A global provider of cyber-risk and privacy management solutions, IT Governance, surveyed 87 publicly disclosed security incidents last month alone (694 for the year to July), that accounted for 146,290,598 compromised records (612,368,642 for the year).

It was no longer such a surprise when a major company like AT&T (this March) was hacked exposing the records of nine million customers.

The largest data breach of 2023 so far was Twitter, leading to 220 million breached records.

For decades, Ricardo Mello was a cybersecurity watchdog for finance firms around the island.

He was most recently cyber-risk and operations manager for Clarien Bank, and then director of cybersecurity at Jewel Bank.

“They (Jewel) still had not launched yet but I played a big part in implementing the cybersecurity programme and policies and everything,” Mr Mello said.

Earlier this year, he used his extensive experience to launch managed services provider Sentinel CyberSecurity, aimed at helping small to medium-sized enterprises meet cybersecurity compliance regulations and reduce their cyber-risk. He also offers security awareness training and risk assessment.

“Our core service offering is aimed at financial service companies who are required to comply with the Bermuda Monetary Authority cyber-risk management code of conduct,” he said.

He has noticed that many SMEs have left giant holes in their defences by outsourcing their cybersecurity needs.

“They think they have everything covered but it is the management part of cybersecurity that is usually lacking,” Mr Mello said.

He said SMEs often fell down on cybersecurity awareness training and failed to adequately assess their own cybersecurity risk.

He named application attacks, miscellaneous errors and system intrusions as some of the most common cybersecurity breaches local financial service companies experience.

“These type of attacks account for 77 per cent of the breaches,” he said.
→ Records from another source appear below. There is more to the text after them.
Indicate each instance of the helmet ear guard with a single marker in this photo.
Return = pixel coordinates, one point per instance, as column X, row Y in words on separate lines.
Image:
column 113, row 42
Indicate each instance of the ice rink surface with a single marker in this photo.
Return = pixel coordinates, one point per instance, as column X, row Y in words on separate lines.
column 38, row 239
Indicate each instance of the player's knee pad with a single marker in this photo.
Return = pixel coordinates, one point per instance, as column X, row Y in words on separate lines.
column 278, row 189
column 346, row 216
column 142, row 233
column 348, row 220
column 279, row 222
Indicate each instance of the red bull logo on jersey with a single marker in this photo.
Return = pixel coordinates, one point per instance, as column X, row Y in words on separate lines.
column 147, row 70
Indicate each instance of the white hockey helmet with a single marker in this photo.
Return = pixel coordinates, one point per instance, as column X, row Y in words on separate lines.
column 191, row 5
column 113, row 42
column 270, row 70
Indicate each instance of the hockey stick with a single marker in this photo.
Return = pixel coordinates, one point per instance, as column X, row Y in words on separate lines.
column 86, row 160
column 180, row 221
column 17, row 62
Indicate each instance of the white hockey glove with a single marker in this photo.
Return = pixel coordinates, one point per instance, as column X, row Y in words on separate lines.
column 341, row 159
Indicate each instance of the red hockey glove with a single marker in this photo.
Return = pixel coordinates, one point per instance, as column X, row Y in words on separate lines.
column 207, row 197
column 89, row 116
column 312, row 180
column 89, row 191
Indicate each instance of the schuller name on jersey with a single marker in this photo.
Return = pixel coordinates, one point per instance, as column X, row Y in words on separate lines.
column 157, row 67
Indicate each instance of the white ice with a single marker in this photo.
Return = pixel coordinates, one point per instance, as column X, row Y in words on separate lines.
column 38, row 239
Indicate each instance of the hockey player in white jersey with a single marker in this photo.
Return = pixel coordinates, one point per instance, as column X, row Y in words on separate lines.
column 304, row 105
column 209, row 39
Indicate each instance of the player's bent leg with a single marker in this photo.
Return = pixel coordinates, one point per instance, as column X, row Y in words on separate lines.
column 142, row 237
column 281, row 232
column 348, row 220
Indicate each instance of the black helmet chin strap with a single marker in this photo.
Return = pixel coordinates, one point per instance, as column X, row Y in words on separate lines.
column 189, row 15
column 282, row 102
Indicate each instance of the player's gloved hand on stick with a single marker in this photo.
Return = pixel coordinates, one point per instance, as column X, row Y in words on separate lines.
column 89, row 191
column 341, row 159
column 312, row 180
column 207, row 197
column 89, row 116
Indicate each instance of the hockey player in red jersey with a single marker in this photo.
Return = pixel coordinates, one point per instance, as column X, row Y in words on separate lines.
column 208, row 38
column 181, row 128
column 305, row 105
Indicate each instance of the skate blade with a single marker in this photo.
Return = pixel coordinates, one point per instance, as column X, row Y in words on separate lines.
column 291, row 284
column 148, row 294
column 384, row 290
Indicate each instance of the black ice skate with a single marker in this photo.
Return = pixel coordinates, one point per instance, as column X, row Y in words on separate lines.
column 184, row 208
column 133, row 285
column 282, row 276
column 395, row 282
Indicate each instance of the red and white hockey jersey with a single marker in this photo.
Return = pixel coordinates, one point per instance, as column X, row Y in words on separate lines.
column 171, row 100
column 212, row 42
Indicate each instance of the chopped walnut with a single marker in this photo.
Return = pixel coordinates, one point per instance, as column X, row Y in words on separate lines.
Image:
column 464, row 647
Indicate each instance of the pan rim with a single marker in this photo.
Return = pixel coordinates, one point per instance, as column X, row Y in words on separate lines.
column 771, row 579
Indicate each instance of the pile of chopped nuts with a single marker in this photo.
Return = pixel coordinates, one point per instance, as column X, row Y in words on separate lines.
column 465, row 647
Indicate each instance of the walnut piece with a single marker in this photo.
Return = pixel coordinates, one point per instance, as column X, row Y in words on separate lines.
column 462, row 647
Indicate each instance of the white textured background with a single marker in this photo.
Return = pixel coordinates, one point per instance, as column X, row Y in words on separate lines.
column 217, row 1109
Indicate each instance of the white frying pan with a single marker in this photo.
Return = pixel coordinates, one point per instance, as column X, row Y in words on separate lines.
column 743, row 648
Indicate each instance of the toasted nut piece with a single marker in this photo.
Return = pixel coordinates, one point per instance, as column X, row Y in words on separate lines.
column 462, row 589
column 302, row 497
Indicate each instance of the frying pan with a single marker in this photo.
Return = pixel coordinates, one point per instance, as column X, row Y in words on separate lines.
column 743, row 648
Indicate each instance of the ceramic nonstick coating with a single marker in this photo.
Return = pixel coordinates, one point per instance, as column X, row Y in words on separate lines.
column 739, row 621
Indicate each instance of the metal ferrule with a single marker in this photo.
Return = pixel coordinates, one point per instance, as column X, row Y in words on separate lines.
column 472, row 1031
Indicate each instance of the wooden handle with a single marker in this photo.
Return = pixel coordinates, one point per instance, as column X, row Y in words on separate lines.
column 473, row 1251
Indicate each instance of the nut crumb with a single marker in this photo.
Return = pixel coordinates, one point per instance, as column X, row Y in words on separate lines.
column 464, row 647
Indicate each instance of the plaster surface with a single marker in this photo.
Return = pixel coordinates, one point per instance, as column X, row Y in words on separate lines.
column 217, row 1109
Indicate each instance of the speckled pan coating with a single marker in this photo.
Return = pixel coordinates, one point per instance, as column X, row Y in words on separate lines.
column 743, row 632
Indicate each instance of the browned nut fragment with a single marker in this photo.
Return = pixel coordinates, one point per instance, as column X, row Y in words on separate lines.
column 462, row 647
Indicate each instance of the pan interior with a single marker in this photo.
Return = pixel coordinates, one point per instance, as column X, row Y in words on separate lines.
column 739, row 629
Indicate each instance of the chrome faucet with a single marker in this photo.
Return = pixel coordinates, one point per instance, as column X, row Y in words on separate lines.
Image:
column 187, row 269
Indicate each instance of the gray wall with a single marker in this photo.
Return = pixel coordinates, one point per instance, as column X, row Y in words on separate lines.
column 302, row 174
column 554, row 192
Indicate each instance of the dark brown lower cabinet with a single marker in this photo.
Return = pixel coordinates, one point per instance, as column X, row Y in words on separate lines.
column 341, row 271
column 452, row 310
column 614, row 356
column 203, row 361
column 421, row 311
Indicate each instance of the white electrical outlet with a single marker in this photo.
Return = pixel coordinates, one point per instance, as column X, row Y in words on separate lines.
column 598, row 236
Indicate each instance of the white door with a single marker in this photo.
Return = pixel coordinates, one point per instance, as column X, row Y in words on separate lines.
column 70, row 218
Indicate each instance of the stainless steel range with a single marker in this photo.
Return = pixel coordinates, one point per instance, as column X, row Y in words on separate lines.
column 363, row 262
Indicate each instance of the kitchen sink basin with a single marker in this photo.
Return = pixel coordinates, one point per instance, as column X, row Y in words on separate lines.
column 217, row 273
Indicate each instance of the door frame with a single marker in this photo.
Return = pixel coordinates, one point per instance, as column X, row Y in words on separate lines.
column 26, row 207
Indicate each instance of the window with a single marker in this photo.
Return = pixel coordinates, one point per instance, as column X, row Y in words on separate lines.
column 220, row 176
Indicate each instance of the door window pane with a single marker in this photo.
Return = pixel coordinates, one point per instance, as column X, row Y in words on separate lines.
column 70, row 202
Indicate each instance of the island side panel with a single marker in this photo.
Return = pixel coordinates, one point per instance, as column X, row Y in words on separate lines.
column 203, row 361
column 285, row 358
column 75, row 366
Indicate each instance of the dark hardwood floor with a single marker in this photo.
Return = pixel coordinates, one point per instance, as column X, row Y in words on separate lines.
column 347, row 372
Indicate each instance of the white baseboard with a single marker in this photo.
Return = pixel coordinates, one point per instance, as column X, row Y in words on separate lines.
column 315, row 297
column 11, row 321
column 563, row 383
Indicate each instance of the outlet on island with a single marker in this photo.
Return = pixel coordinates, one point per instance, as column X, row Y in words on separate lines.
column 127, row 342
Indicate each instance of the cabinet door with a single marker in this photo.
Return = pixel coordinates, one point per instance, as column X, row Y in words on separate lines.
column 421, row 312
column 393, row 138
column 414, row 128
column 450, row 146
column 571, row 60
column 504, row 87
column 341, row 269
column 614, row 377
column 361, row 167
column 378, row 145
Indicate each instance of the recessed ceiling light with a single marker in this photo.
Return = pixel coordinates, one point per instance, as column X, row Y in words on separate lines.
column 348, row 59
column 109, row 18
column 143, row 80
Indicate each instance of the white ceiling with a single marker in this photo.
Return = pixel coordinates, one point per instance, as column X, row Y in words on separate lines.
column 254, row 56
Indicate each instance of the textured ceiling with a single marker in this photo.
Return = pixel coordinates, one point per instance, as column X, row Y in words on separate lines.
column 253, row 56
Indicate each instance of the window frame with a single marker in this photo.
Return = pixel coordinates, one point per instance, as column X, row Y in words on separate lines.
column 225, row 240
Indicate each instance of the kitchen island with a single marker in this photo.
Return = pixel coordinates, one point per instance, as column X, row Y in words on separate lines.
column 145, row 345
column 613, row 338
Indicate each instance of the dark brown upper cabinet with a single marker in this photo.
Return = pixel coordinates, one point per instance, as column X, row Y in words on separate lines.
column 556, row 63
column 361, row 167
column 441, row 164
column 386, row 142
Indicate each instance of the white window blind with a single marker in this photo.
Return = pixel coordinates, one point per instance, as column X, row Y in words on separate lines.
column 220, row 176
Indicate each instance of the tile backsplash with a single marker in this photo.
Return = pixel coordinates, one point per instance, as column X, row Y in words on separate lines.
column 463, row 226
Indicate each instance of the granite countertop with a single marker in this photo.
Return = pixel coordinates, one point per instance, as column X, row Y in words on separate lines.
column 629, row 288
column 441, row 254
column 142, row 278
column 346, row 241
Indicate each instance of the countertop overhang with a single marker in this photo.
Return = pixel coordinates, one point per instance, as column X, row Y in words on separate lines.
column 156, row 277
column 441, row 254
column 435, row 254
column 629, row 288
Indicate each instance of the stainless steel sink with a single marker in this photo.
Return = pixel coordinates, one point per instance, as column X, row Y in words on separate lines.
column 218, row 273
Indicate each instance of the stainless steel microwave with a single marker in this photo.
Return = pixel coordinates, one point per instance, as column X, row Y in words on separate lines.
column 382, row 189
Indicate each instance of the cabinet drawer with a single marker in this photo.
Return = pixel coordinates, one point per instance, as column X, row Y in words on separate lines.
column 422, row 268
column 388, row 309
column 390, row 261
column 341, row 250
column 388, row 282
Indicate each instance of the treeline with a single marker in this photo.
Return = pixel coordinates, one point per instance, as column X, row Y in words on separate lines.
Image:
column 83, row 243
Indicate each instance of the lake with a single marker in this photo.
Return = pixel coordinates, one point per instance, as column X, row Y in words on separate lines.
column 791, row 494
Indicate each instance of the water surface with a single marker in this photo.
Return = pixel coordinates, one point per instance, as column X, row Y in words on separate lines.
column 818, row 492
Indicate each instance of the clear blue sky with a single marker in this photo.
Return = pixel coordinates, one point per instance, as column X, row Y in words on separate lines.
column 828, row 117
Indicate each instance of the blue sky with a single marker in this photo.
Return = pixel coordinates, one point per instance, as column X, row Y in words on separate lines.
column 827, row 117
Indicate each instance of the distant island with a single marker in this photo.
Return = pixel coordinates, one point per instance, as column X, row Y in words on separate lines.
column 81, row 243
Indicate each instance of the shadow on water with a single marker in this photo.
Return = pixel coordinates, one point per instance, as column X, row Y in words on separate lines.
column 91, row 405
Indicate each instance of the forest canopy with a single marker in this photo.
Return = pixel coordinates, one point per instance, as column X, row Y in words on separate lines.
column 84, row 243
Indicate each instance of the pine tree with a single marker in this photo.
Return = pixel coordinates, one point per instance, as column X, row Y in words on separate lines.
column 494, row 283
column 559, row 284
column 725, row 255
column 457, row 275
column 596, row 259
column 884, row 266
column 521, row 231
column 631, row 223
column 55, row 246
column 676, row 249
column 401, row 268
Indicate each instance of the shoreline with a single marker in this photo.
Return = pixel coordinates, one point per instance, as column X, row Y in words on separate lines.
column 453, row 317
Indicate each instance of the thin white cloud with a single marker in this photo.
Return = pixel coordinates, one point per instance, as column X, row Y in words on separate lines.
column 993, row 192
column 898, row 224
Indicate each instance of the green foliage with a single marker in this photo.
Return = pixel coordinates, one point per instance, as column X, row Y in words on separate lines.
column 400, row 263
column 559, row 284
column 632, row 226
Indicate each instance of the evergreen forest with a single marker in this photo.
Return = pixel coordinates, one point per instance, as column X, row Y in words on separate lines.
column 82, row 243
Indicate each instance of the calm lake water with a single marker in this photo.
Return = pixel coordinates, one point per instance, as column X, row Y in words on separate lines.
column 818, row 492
Data compromised often includes personal data, financial data and stolen credentials. “Having effective cyber-risk management helps to mitigate these risks,” he said.

He said it was often finances that forced SMEs to outsource.

With his knowledge of cybersecurity and the financial services industry, he can prioritise spending on higher risk items.

“I do understand the business, which is important when assessing risk,” he said.

Mr Mello has seen several small companies in Bermuda hit by cyber attacks or vulnerabilities.

“At the beginning of the pandemic, Microsoft offered Teams as a free version for six months. A lot of people jumped on-board, but did not configure it properly.

“As a result, there was an increase in phishing attempts to steal credentials. The threat actors were then able to log into the platform, have access to the data, the e-mail and everything. There was a swarm of local companies that were affected by this.”

He said popular online conferencing apps were not necessarily configured for full security by default, as some people assume. Once users download it, they have to follow the recommended guidelines.

Mr Mello thought the pandemic brought more awareness of cybersecurity issues.

“We all had to switch to remote working and some of us were not ready,” he said. “That caused a whole slew of problems that many companies were not prepared for.”

To help him get a better handle on running a business, he joined the Ignite business accelerator programme and is in the present cohort.

Mr Mello said: “It has been useful. They provide resources such as office space and guidance. I have a very strong operational background but I needed some assistance with the business and finance side of things.”